An early dispute along these lines arose just a few years after the U.S.-Canada Free Trade Agreement was concluded in 1987. In June 1994, Canada’s broadcast regulatory agency de-listed U.S. channel Country Music Television (CMT), preventing it from continuing its Canadian operations. This decision was made after a new country music channel – a Canadian entity – had received a license to operate in Canada. CMT petitioned the U.S. government for action in response to the revocation of its ability to operate in Canada. The U.S. government initiated an investigation of CMT’s allegations, and through this investigation determined that Canada’s actions with respect to CMT had been unreasonable and discriminatory, and constituted a burden on U.S. commerce. As the U.S. government noted in its 1996 National Trade Estimates Report, the commercial parties ultimately resolved the issue among themselves, but the U.S. government remained concerned about the “discriminatory” broadcasting policies that remained in place in Canada.
A few years later, Canada faced a formal international claim filed by the United States at the World Trade Organization. In Canada – Periodicals, the United States alleged that Canada had violated the national treatment obligation of the General Agreement on Tariffs and Trade through its discriminatory taxation of “split-run” publications, publications with Canadian regional editions and advertising aimed at the Canadian market. The WTO Appellate Body ultimately found that Canada had violated its national treatment obligation and noted that Canada “admitted that the objective and structure of the tax [was] to insulate Canadian magazines from competition in the advertising sector, thus leaving significant Canadian advertising revenues for the production of editorial material created for the Canadian market.”
Similar issues were presented more recently in the United Parcel Service of America (UPS) v. Canada dispute, filed under NAFTA in 2000. That dispute concerned, inter alia, Canada’s Publications Assistance Program, which provided subsidies to eligible Canadian publications. These subsidies were provided through individual accounts at Canada Post, and were to be used by those publications against the cost of Canada Post’s publication and mail services. The claimant alleged that Canada’s actions violated the national treatment and most-favored national treatment provisions of NAFTA, as well as the guarantee of fair and equitable treatment. The tribunal ultimately dismissed these claims, however, in part based on the cultural industries exemption provision contained in NAFTA.

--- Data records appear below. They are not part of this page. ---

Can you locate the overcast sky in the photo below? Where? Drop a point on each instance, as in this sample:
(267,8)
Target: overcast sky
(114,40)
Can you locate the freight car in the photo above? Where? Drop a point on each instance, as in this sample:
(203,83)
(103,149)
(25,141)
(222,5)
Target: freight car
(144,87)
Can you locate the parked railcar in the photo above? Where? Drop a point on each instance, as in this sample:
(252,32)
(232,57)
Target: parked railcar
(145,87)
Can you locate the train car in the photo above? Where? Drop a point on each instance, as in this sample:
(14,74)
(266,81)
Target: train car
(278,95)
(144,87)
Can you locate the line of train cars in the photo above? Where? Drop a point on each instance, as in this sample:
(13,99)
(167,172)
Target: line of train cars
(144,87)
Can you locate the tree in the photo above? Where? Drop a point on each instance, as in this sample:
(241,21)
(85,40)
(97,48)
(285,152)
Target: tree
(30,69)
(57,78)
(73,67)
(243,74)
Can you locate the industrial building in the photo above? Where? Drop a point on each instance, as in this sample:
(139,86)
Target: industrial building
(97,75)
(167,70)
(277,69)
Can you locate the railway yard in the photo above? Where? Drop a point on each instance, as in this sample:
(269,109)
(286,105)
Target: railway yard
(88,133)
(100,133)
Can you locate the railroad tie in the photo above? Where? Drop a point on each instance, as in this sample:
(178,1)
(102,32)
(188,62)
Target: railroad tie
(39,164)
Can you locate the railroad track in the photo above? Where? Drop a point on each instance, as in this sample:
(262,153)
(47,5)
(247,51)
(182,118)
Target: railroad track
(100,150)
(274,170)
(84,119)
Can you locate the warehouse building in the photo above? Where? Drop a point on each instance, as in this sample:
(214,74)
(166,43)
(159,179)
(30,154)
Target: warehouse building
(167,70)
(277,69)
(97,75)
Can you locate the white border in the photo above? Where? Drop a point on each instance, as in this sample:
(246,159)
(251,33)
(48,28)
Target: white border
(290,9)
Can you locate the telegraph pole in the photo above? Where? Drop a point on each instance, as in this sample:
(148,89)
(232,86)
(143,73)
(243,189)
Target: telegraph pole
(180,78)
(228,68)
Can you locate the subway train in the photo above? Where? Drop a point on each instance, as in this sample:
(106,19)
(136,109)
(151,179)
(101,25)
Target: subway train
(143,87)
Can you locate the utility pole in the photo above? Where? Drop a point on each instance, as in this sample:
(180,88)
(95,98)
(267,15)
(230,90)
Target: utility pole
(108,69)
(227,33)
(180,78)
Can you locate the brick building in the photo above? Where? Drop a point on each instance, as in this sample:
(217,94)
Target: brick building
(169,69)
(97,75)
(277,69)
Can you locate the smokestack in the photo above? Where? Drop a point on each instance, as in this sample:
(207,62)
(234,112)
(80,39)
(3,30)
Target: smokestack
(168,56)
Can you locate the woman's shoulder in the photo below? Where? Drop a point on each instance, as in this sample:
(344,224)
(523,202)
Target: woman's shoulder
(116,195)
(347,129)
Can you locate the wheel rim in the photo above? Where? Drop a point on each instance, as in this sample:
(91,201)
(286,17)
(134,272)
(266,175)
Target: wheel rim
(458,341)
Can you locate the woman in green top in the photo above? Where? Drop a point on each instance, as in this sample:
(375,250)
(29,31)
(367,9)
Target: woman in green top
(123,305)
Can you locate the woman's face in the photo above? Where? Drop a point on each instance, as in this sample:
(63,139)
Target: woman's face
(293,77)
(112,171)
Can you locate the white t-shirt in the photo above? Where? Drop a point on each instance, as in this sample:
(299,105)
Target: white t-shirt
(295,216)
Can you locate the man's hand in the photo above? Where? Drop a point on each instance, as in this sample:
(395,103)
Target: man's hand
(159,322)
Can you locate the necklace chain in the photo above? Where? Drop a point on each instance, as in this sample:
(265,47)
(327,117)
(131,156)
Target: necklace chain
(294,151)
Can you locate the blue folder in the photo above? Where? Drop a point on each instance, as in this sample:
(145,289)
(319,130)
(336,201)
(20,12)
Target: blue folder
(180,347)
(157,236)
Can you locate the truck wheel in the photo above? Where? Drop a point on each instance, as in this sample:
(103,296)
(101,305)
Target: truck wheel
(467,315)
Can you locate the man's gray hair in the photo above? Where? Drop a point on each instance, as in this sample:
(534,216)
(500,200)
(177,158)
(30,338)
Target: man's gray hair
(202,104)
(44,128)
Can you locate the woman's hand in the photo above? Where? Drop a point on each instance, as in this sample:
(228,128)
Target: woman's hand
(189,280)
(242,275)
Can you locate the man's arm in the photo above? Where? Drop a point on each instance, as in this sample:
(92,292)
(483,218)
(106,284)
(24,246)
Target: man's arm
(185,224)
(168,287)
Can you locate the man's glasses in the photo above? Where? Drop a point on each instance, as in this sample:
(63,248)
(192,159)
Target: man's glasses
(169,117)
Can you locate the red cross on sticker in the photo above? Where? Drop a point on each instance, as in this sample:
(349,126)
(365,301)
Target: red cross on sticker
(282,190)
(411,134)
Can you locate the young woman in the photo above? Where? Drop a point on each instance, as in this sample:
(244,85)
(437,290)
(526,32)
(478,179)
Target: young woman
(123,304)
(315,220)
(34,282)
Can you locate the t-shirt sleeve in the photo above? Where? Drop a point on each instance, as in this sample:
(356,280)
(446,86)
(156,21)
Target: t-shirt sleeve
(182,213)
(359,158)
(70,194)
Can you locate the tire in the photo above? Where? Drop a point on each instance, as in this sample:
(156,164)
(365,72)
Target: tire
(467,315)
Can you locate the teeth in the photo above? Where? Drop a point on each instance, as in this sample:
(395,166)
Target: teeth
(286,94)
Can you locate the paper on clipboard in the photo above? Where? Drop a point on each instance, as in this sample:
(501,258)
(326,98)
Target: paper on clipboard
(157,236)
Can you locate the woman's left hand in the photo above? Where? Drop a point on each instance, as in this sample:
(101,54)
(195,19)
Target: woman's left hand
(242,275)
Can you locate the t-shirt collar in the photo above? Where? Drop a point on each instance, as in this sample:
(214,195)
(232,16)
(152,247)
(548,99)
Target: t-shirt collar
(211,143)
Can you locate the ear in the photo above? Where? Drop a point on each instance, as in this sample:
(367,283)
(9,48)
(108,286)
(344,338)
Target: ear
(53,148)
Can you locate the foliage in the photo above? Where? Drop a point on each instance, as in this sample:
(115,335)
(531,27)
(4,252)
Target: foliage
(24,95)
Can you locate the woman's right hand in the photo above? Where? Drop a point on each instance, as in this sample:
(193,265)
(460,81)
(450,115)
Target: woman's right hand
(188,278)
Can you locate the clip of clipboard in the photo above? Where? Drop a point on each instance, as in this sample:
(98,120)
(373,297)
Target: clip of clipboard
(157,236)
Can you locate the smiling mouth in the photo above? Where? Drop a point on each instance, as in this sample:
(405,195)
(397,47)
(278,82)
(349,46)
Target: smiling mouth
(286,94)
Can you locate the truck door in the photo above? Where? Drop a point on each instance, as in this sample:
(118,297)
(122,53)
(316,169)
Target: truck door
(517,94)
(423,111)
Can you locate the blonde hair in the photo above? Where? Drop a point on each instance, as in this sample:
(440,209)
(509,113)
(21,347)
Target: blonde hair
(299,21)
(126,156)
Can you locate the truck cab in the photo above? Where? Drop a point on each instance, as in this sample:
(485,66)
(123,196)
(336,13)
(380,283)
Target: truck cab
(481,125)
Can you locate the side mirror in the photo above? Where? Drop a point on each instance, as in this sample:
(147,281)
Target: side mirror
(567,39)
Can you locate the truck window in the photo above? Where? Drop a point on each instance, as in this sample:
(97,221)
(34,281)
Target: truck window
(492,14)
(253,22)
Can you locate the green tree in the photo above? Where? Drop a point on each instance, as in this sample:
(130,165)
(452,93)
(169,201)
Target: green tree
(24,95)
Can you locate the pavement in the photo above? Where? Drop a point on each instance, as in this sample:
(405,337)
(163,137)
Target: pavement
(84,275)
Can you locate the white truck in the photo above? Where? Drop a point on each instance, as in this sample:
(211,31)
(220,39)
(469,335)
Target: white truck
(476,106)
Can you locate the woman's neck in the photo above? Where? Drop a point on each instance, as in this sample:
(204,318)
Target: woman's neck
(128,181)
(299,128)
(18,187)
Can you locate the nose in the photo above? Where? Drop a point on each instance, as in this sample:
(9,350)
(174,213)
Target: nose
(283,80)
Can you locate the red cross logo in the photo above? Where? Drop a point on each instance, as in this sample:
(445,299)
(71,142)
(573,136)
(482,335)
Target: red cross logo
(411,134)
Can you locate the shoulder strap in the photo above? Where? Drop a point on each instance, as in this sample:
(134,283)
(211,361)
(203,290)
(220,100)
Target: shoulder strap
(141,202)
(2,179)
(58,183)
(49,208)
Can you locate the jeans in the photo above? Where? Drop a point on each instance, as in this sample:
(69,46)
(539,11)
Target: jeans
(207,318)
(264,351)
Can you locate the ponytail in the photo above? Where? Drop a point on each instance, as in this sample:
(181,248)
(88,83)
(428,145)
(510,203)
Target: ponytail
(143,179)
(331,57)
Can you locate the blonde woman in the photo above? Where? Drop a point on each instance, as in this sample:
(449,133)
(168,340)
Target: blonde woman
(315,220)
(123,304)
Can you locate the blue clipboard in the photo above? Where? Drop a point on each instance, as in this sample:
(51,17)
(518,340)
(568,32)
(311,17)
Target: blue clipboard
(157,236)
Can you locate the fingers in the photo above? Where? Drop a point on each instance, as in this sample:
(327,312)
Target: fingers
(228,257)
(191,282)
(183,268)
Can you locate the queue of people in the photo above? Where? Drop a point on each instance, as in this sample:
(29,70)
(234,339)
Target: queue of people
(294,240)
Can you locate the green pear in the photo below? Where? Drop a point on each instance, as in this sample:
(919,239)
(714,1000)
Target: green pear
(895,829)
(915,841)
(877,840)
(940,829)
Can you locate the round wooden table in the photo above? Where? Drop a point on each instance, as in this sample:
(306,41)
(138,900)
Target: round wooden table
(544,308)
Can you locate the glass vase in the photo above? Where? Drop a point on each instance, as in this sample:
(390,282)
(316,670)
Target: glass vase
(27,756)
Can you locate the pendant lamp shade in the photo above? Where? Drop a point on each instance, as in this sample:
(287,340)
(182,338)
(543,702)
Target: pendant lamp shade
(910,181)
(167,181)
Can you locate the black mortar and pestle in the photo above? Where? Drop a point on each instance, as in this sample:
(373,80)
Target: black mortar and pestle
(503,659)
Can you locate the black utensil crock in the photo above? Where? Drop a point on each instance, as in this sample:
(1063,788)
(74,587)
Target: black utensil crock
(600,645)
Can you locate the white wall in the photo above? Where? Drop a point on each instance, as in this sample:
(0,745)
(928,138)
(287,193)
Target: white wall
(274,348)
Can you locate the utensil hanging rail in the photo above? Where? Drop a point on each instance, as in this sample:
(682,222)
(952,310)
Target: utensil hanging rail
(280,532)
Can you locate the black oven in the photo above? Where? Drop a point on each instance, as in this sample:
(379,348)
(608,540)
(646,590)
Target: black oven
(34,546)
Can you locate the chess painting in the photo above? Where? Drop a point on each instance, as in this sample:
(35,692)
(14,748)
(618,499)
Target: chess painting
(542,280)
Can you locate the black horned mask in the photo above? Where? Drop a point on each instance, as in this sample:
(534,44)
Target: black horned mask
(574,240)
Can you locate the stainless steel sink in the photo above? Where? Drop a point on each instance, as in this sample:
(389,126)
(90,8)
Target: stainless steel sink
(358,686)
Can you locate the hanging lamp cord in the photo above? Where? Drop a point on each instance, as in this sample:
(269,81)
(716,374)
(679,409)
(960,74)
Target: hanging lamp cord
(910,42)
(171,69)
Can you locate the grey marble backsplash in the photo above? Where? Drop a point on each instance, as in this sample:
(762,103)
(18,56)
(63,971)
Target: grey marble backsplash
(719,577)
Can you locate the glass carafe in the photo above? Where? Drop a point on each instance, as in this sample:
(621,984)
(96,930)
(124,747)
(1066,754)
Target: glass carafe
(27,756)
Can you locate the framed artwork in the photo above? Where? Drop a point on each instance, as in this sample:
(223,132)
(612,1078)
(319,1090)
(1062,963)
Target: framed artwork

Versions of Canada’s cultural industries exemption are included in a number of Canada’s investment and trade agreements, including NAFTA, the Trans-Pacific Partnership (TPP), as well as the Canada-Egypt BIT. Generally, this exemption relates to “natural persons or enterprises engaged in”:
(a) the publication, distribution, or sale of books, magazines, periodicals or newspapers in print or machine readable form but not including the sole activity of printing or typesetting any of the foregoing;
(b) the production, distribution, sale or exhibition of film or video recordings;
(c) the production, distribution, sale or exhibition of audio or video music recordings;
(d) the publication, distribution, sale or exhibition of music in print or machine readable form; or
(e) radiocommunications in which the transmissions are intended for direct reception by the general public, and all radio, television or cable broadcasting undertakings and all satellite programming and broadcast network services.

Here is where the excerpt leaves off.